Saturday, December 26, 2009

Merry Christmas!!

I had a very Merry Christmas in Thailand! I taught my students Jingle Bells, and Rudolph the Red Nosed Reindeer. We decorated a wall of the class room with paper snow flakes, I had a white Christmas!

The spirit of Christmas can be anywhere if you have the right attitude, and I am grateful for the fun I had with my students and their excitment to celebrate the holiday with me.



I am on my way to the bus station right now to spend a few days at the beach and then ring in the New Year in Bangkok. I am looking forward to swimming in the ocean and playing in the sand. I also cannot wait to find a pizza in Bangkok and see a movie! I wish you all a happy New Year and will post again when I get back next year!!! Happy Holidays...

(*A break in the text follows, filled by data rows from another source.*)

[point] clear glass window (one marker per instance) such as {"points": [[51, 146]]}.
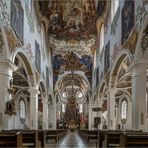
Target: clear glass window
{"points": [[124, 110], [114, 7], [22, 109]]}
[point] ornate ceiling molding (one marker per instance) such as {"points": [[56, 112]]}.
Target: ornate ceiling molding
{"points": [[80, 47]]}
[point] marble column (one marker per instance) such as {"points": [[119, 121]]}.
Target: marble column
{"points": [[117, 113], [6, 71], [111, 109], [33, 108], [54, 114], [139, 97], [45, 114], [90, 121]]}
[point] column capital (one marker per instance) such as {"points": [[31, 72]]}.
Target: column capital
{"points": [[45, 101], [7, 67], [34, 90]]}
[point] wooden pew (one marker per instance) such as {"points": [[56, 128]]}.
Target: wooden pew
{"points": [[30, 138], [134, 139], [113, 138], [129, 138], [83, 133], [10, 139], [101, 138], [61, 133], [51, 134], [92, 135]]}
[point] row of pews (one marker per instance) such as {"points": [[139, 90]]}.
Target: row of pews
{"points": [[29, 138], [118, 138]]}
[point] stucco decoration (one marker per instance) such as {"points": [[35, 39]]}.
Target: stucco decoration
{"points": [[17, 19], [127, 22], [1, 43], [114, 23], [70, 19], [80, 47], [131, 42], [4, 15], [12, 40], [28, 49], [144, 42], [29, 11], [37, 57], [71, 62], [116, 50], [142, 11]]}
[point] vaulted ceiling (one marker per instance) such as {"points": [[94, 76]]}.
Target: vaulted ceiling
{"points": [[72, 39]]}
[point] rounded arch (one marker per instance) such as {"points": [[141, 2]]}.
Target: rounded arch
{"points": [[76, 72], [139, 52], [42, 85], [27, 64], [102, 89], [5, 49]]}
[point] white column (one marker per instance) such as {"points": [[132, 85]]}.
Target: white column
{"points": [[45, 114], [6, 70], [90, 115], [111, 109], [54, 115], [33, 108], [117, 114], [139, 97]]}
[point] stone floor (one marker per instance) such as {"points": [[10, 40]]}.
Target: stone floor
{"points": [[71, 140]]}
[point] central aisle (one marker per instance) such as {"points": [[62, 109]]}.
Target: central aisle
{"points": [[72, 140]]}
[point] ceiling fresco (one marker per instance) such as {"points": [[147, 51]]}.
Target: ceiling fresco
{"points": [[70, 19], [80, 47], [71, 62]]}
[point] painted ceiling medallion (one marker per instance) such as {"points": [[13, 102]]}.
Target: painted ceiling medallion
{"points": [[80, 47], [70, 19]]}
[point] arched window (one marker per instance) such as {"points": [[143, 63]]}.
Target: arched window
{"points": [[80, 108], [114, 7], [22, 109], [102, 38], [63, 108], [124, 109]]}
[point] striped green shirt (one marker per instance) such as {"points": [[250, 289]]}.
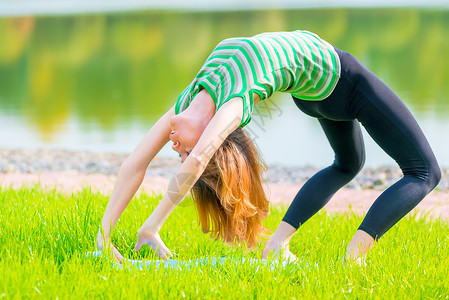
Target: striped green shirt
{"points": [[298, 62]]}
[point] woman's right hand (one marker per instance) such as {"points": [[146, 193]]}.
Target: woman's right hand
{"points": [[154, 241], [109, 247]]}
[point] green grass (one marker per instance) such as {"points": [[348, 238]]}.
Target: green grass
{"points": [[44, 236]]}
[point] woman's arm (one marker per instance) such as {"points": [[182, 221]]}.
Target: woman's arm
{"points": [[132, 172], [224, 122]]}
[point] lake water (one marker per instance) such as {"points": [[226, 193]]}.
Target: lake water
{"points": [[99, 82]]}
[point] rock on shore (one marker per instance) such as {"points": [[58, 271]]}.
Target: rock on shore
{"points": [[39, 161]]}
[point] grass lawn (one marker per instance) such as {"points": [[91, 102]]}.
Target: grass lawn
{"points": [[44, 236]]}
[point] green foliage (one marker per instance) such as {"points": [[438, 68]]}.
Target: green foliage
{"points": [[46, 234], [120, 69]]}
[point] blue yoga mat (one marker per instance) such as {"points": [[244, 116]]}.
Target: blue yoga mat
{"points": [[188, 264]]}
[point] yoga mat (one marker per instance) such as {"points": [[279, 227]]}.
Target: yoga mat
{"points": [[188, 264]]}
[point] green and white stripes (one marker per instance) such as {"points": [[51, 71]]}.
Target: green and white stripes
{"points": [[297, 62]]}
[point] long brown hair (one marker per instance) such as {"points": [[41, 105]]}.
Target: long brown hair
{"points": [[229, 195]]}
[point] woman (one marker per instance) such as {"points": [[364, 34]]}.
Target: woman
{"points": [[222, 166]]}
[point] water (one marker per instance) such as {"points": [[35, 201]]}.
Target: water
{"points": [[99, 82]]}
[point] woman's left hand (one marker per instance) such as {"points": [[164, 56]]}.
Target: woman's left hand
{"points": [[154, 241]]}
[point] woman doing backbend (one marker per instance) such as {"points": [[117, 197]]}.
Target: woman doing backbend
{"points": [[223, 169]]}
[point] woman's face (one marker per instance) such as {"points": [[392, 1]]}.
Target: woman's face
{"points": [[184, 134]]}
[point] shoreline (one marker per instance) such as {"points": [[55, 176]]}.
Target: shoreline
{"points": [[108, 163], [70, 171]]}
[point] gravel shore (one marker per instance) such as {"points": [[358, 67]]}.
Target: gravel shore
{"points": [[39, 161]]}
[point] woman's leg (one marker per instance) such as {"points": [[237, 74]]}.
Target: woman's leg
{"points": [[394, 129], [346, 140]]}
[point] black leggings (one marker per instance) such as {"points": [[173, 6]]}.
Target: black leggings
{"points": [[362, 97]]}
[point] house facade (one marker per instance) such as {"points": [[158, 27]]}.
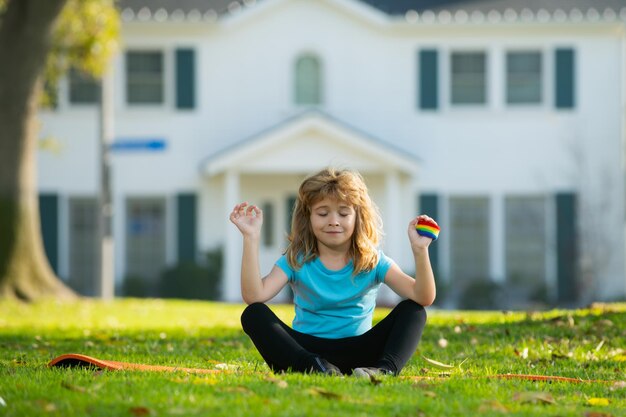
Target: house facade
{"points": [[502, 120]]}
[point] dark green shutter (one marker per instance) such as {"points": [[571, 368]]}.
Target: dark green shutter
{"points": [[291, 206], [49, 217], [566, 247], [428, 97], [429, 205], [185, 79], [186, 227], [564, 78]]}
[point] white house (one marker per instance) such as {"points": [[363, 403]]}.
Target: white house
{"points": [[502, 119]]}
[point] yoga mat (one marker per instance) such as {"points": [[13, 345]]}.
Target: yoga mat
{"points": [[79, 360]]}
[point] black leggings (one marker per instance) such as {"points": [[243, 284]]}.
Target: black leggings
{"points": [[389, 344]]}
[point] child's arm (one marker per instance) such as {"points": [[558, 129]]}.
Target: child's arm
{"points": [[420, 289], [249, 219]]}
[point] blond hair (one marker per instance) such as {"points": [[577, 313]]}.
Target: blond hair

Thursday, December 17, 2009

"No Worry"

My roommate is getting married. This should be happy news, it should be cause for celebration, but I find myself yet again trying to accept a cultural difference that makes me upset. Pe Pom is not marrying for love, because “love no eat.” She is marrying a man who was able to give her family enough money for her hand in marriage that they can now buy a farm. Pe Pom says,

“No love him. He old man, ugly. I love mother, I love money."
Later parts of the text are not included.